The problem with shallow discharges for Li-Ion batteries, has nothing to do with the battery itself, but everything to do with the "fuel" gage used by the equipment the batteries are installed in. You need to do a complete discharge of your computer battery pack, every once in a while, to re-calibrate the fuel gage. 

So, the answer to your question is that it depends...

Tom


----------



## alfablue (Jan 4, 2008)

Hi Tom

On your last point, fuel gauge / laptop battery, I presume that when my laptop goes into hibernation due to low battery, this is not necessarily fully discharged. If not, how can I do a full discharge? (Sony Vaio VGN-S2XP which I believe has a 11.1V 4400mAh battery).


----------



## Illum (Jan 4, 2008)

depends on the computer software...in some cases you can go manual and force the computer to run until it crashes

despite manufacturers recommendations I don't see how its beneficial to deep-cycle li-ions:scowl:


----------



## gunga (Jan 4, 2008)

My gosh Tom, that is OUTSTANDING info (as usual).

After all the reading I've done here, I was still wondering why people recommend full discharge on Li-on gear (ie Cell phones, iPods, etc). Now I see why.

Just outstanding!

:thumbsup:


----------



## SilverFox (Jan 4, 2008)

Hello Alfablue,

I don't know how to do this for every brand of computer, but I will share what I do.

I have a Dell Inspiron. To completely drain the battery pack I run it normally until it shuts down. I then start it back up in protected mode and once again let it run down until it shuts off. I then plug the charger in and start the unit. The fuel gage is reset during charging.

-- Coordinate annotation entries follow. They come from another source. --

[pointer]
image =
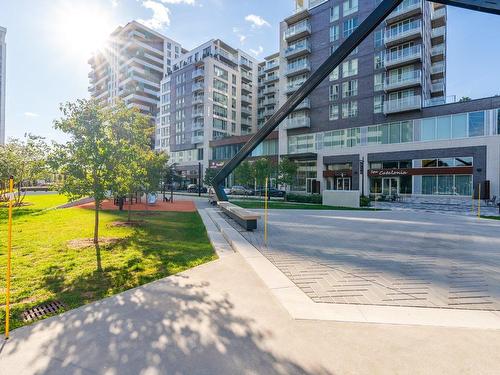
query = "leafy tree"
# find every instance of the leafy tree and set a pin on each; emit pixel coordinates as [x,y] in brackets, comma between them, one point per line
[26,161]
[287,171]
[244,174]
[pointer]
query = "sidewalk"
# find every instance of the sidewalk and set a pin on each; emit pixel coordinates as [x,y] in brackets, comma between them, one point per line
[219,318]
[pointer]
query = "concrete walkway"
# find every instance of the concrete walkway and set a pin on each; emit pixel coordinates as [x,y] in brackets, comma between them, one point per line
[219,318]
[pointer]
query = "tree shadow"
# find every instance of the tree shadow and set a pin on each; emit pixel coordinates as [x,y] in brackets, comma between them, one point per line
[170,326]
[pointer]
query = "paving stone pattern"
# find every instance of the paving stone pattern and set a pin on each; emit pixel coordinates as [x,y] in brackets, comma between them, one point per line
[439,270]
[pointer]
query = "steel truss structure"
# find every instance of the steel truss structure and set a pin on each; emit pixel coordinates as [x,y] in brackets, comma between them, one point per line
[360,34]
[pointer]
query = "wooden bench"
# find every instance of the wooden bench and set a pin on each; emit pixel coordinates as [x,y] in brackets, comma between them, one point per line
[245,218]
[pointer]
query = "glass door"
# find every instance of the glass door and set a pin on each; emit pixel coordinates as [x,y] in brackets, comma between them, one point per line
[390,186]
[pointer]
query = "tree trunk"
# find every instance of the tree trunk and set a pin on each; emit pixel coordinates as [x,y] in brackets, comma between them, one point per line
[96,237]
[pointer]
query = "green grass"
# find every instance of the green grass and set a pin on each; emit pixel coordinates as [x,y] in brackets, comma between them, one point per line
[295,206]
[44,268]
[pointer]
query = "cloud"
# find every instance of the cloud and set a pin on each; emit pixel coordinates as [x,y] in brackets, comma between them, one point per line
[161,15]
[257,52]
[31,114]
[256,21]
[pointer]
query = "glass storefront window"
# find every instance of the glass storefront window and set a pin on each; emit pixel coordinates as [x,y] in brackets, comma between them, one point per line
[476,124]
[444,127]
[459,126]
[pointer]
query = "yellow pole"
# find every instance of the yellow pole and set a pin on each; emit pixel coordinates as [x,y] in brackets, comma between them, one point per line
[479,202]
[265,214]
[9,251]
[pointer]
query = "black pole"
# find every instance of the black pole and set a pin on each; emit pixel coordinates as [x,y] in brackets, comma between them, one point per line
[199,179]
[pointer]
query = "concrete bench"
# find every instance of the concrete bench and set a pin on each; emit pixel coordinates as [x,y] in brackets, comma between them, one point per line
[245,218]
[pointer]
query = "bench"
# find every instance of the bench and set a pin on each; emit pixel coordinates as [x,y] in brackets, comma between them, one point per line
[245,218]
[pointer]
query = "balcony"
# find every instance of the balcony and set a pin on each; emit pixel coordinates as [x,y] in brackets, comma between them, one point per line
[438,35]
[197,139]
[437,70]
[302,67]
[298,31]
[198,99]
[298,122]
[200,86]
[246,99]
[198,73]
[405,10]
[409,103]
[397,82]
[298,49]
[403,34]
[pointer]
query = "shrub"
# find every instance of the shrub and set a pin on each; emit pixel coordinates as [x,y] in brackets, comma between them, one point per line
[302,198]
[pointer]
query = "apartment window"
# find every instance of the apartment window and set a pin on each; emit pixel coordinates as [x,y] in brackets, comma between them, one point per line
[221,73]
[350,7]
[334,92]
[350,68]
[378,81]
[350,88]
[220,98]
[334,112]
[349,26]
[334,33]
[334,13]
[378,103]
[350,109]
[334,75]
[378,60]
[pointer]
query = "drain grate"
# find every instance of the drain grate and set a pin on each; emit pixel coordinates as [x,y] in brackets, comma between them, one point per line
[40,311]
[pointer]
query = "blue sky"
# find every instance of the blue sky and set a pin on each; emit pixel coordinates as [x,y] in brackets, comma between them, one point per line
[46,67]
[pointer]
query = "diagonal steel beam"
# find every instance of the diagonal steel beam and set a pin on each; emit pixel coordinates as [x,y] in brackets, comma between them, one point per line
[361,32]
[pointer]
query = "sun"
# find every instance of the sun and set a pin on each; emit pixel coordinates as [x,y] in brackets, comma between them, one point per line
[79,29]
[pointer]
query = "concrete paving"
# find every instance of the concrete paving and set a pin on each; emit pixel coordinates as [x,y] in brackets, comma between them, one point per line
[220,318]
[400,258]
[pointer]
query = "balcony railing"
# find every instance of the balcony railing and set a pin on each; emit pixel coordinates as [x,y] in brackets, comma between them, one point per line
[402,56]
[298,122]
[412,29]
[301,67]
[404,80]
[303,27]
[298,49]
[404,104]
[404,9]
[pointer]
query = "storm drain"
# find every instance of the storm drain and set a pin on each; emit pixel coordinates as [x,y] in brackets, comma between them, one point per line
[40,311]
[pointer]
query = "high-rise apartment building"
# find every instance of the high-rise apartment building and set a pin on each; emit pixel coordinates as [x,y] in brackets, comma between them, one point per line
[131,67]
[210,94]
[3,59]
[381,122]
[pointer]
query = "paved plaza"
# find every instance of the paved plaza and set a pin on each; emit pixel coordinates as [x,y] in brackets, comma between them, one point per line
[388,258]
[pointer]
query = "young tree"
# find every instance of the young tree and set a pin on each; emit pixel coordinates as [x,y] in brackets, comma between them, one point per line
[26,161]
[287,172]
[89,159]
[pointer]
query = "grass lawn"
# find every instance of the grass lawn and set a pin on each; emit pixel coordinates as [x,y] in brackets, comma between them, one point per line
[291,205]
[45,268]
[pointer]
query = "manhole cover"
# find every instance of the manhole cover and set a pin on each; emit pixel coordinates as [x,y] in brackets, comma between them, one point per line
[40,311]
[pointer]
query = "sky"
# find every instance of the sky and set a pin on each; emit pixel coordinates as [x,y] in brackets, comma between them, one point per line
[49,43]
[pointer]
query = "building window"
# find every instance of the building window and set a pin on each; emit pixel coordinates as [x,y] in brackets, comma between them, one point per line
[476,124]
[334,33]
[350,109]
[334,13]
[378,103]
[350,68]
[334,92]
[350,88]
[349,26]
[334,112]
[350,7]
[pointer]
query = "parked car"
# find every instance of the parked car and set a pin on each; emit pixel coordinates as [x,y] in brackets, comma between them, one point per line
[241,190]
[271,192]
[193,188]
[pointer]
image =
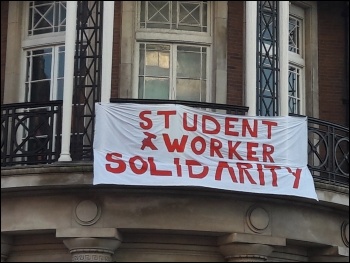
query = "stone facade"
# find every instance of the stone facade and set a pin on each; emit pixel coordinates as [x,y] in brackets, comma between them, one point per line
[110,223]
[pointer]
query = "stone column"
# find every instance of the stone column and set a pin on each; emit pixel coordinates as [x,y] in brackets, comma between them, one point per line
[244,252]
[6,243]
[85,249]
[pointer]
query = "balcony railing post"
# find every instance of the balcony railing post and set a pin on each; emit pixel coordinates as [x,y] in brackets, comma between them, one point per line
[68,80]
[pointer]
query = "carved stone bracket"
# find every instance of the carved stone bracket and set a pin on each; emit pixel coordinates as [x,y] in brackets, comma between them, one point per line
[236,252]
[85,249]
[240,247]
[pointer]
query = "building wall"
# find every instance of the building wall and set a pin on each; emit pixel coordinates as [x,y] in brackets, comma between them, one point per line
[51,204]
[235,61]
[4,24]
[332,60]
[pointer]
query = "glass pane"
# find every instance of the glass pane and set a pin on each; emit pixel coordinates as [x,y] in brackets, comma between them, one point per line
[46,17]
[40,91]
[41,68]
[156,88]
[158,11]
[141,87]
[189,64]
[61,62]
[142,60]
[294,35]
[178,15]
[157,60]
[204,64]
[189,13]
[60,89]
[188,89]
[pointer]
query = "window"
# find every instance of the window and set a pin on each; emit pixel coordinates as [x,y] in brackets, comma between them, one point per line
[296,60]
[44,50]
[286,66]
[173,46]
[44,77]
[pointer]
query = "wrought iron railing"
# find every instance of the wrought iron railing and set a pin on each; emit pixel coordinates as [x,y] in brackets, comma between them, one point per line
[328,152]
[30,133]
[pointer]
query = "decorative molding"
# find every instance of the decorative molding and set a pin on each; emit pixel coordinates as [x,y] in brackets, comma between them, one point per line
[257,219]
[87,212]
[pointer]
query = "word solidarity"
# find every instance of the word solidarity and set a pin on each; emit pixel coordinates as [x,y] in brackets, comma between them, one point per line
[175,145]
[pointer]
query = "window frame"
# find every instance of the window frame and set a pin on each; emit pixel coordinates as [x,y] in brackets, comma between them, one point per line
[175,37]
[298,60]
[53,40]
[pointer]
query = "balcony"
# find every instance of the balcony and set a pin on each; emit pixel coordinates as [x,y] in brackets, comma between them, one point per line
[31,134]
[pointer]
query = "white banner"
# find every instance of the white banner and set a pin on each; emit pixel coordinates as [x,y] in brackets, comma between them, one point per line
[175,145]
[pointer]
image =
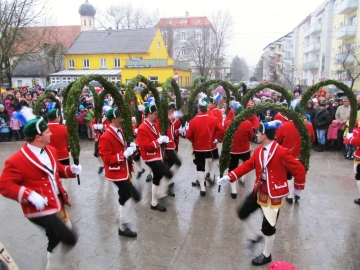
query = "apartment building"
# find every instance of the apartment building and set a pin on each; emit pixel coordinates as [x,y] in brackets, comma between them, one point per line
[325,45]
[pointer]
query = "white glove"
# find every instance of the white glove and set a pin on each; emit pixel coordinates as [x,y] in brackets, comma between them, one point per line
[222,180]
[37,200]
[128,152]
[76,169]
[297,192]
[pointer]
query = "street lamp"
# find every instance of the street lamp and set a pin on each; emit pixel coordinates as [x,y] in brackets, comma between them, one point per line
[292,80]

I do this once every 6 months.

Tom


----------



## alfablue (Jan 7, 2008)

Hi Tom

Many thanks for your advice; I had to disable "alarms" in power management (at the 3% alarm it was set to hibernate). It ran right down and shut doiwn, rebooted, got 3 more minutes, then shut down again, so I am hoping I got it fully discharged. Maybe I'll now get a bit more than an hour off the battery (though at 3 years old it is probably on its last legs).


----------